The telecom company-turned-investment giant posted a net loss of 3.16 trillion yen, down from a net profit of 761.5 billion yen in the same period from April to June last year.
A weaker yen and the “global downward trend in stock prices amid growing concerns of an economic recession caused by inflation and rising interest rates” contributed to the slump, it said.
Portfolio companies that suffered big losses during the quarter included South Korean e-commerce giant Coupang and US food delivery platform DoorDash, SoftBank added.
SoftBank’s large holdings in global tech giants and volatile new ventures have created unpredictable returns, and the company has oscillated between record highs and lows in recent years.
In May, the company reported its worst full-year net loss on record — and a then-record quarterly loss for the fourth quarter — after a bloody 2021-22 that saw its assets battered by a collapse in U.S. tech stocks and a regulatory crackdown in China.
That comes after Japan posted its biggest annual net gains ever in 2020-21 after people put their lives online and tech stocks soared during the pandemic.
And in 2019-20, SoftBank Group reported a then-record annual net loss of 961.6 billion yen as the emergence of Covid-19 exacerbated problems caused by its investment in struggling start-up WeWork.
Hideki Yasuda, senior analyst at Toyo Securities, told AFP the company “cannot help big losses” “because the market is bearish.”
The company “is imminently facing a very difficult situation,” Yasuda said ahead of the earnings announcement.
“You have to wait for the market to recover. You need to look at the company through the lens of long-term investments.
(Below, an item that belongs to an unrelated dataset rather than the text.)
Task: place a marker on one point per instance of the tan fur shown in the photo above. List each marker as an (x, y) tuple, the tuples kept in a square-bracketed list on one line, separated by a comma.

It may have a bad year or two, but over a decade or more the world economy will continue to grow and it could continue to grow.”
The US Federal Reserve and many other central banks have announced aggressive rate hikes to combat skyrocketing inflation linked to the Ukraine war and Covid-related supply chain issues.
But against the grain, the Bank of Japan is sticking to its long-held monetary easing policy as it sees recent price hikes as temporary.
This has pushed the Japanese currency to a 24-year low against the dollar in recent months, driving the yen value of SoftBank’s investments lower.